[2/3] transport.c: introduce core.alternateRefsCommand

Message ID	4c4900722cab253b3ce33cb28910c4602ce44536.1537466087.git.me@ttaylorr.com (mailing list archive)
State	New, archived
Headers	show Return-Path: <git-owner@kernel.org> From: Taylor Blau <ttaylorr@github.com> Date: Thu, 20 Sep 2018 14:04:11 -0400 To: git@vger.kernel.org Cc: peff@peff.net Subject: [PATCH 2/3] transport.c: introduce core.alternateRefsCommand Message-ID: <4c4900722cab253b3ce33cb28910c4602ce44536.1537466087.git.me@ttaylorr.com> References: <cover.1537466087.git.me@ttaylorr.com> MIME-Version: 1.0 Content-Type: text/plain; charset=us-ascii Content-Disposition: inline In-Reply-To: <cover.1537466087.git.me@ttaylorr.com> User-Agent: Mutt/1.9.5 (2018-04-13) Sender: git-owner@vger.kernel.org Precedence: bulk
Series	Filter alternate references \| expand [0/3] Filter alternate references [1/3] transport.c: extract 'fill_alternate_refs_command' [2/3] transport.c: introduce core.alternateRefsCommand [3/3] transport.c: introduce core.alternateRefsPrefixes

Taylor Blau Sept. 20, 2018, 6:04 p.m. UTC

When in a repository containing one or more alternates, Git would
sometimes like to list references from its alternates. For example, 'git
receive-pack' list the objects pointed to by alternate references as
special ".have" references.

Listing ".have" references is designed to make pushing changes from
upstream to a fork a lightweight operation, by advertising to the pusher
that the fork already has the objects (via its alternate). Thus, the
client can avoid sending them.

However, when the alternate has a pathologically large number of
references, the initial advertisement is too expensive. In fact, it can
dominate any such optimization where the pusher avoids sending certain
objects.

Introduce "core.alternateRefsCommand" in order to provide a facility to
limit or filter alternate references. This can be used, for example, to
filter out "uninteresting" references from the initial advertisement in
the above scenario.

Let the repository that has alternates configure this command to avoid
trusting the alternate to provide us a safe command to run in the shell.
To behave differently on each alternate (e.g., only list tags from
alternate A, only heads from B) provide the path of the alternate as the
first argument.

Signed-off-by: Taylor Blau <me@ttaylorr.com>
---
 Documentation/config.txt |  6 +++++
 t/t5410-receive-pack.sh  | 47 ++++++++++++++++++++++++++++++++++++++++
 transport.c              | 19 ++++++++++++----
 3 files changed, 68 insertions(+), 4 deletions(-)
 create mode 100755 t/t5410-receive-pack.sh

Jeff King Sept. 20, 2018, 7:37 p.m. UTC | #1

On Thu, Sep 20, 2018 at 02:04:11PM -0400, Taylor Blau wrote:

> diff --git a/Documentation/config.txt b/Documentation/config.txt
> index 112041f407..b908bc5825 100644
> --- a/Documentation/config.txt
> +++ b/Documentation/config.txt
> @@ -616,6 +616,12 @@ core.preferSymlinkRefs::
>  	This is sometimes needed to work with old scripts that
>  	expect HEAD to be a symbolic link.
>  
> +core.alternateRefsCommand::
> +	When listing references from an alternate (e.g., in the case of ".have"), use
> +	the shell to execute the specified command instead of
> +	linkgit:git-for-each-ref[1]. The first argument is the path of the alternate.
> +	Output must be of the form: `%(objectname) SPC %(refname)`.

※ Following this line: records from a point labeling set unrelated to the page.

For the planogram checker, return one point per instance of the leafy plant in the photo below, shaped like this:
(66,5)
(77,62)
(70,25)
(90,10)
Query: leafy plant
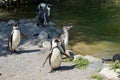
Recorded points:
(81,62)
(66,60)
(97,77)
(115,66)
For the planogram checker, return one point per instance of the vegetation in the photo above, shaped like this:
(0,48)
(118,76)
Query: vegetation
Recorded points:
(97,77)
(81,62)
(66,60)
(115,66)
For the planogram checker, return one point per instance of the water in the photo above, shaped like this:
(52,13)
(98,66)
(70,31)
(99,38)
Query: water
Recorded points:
(96,27)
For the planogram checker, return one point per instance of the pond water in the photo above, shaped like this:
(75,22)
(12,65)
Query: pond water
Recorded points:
(96,28)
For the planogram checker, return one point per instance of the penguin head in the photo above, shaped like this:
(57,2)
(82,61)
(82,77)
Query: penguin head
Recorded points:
(55,42)
(15,25)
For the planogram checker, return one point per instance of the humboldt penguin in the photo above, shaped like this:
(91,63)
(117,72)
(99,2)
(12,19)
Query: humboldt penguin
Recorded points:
(54,55)
(115,58)
(64,39)
(14,38)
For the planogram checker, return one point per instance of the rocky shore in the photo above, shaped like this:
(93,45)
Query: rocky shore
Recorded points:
(34,49)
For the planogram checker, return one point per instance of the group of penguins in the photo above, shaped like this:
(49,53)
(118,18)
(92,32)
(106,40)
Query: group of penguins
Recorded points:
(58,45)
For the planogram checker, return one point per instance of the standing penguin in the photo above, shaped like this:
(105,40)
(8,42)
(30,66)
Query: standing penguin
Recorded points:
(54,55)
(65,36)
(64,39)
(14,38)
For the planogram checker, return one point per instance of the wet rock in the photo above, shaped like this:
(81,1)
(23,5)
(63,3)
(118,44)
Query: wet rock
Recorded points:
(96,66)
(110,74)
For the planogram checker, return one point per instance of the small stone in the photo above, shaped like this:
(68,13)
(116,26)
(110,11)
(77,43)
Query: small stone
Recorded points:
(77,56)
(110,74)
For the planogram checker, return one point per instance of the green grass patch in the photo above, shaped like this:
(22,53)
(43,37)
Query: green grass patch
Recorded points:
(115,66)
(66,60)
(81,63)
(97,77)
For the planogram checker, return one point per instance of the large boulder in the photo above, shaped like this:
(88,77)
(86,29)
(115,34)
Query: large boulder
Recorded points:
(110,74)
(96,66)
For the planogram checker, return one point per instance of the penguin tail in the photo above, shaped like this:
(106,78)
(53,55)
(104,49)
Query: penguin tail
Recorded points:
(46,59)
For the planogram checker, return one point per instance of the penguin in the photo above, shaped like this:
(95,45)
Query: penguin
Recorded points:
(64,40)
(14,38)
(65,36)
(43,12)
(54,56)
(116,59)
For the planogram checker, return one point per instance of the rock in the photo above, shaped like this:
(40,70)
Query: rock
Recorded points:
(42,35)
(30,29)
(110,74)
(51,24)
(23,21)
(92,58)
(3,35)
(70,53)
(46,44)
(96,66)
(10,22)
(35,20)
(2,24)
(77,56)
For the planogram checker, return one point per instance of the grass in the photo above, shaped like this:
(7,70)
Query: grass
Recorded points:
(81,62)
(97,77)
(115,66)
(66,60)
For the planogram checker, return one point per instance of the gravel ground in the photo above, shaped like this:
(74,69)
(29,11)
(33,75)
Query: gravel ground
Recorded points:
(28,66)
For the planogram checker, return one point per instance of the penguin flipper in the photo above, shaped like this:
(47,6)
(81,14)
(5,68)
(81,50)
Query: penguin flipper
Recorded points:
(47,58)
(10,41)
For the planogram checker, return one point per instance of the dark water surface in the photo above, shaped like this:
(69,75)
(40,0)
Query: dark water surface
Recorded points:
(96,28)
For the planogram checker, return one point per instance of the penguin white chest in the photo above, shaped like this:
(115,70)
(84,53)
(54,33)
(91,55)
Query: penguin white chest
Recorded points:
(15,39)
(55,58)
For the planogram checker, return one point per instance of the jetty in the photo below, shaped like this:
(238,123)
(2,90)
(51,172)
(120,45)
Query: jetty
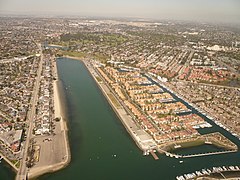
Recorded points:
(154,155)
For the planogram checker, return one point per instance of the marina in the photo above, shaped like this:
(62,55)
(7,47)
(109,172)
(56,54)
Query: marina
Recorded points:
(207,172)
(86,127)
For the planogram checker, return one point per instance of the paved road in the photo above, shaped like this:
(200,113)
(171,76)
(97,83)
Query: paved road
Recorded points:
(23,170)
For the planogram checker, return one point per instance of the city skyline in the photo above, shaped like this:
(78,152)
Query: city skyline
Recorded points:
(207,11)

We discussed off-list the notion that this could just be the objectname,
since the ".have" mechanism doesn't care about the actual refnames.

There's a little prior discussion from the list:

  https://public-inbox.org/git/xmqqefzraqbu.fsf@gitster.mtv.corp.google.com/

My "rev-list --alternate-refs" patches _do_ use the refnames, since you
could do something like "--source" that cares about them. But there's
some awkwardness there, because the names are in a different namespace
than the rest of the refs. If we were to just say "nope, you do not get
to see the names of the alternates" then that awkwardness goes away. But
it also loses some information that could _possibly_ be of use to a
caller.

Back in that earlier discussion I did not have a strong opinion, but
here we are cementing that decision into a user-visible interface. So it
probably makes sense to revisit and decide once and for all.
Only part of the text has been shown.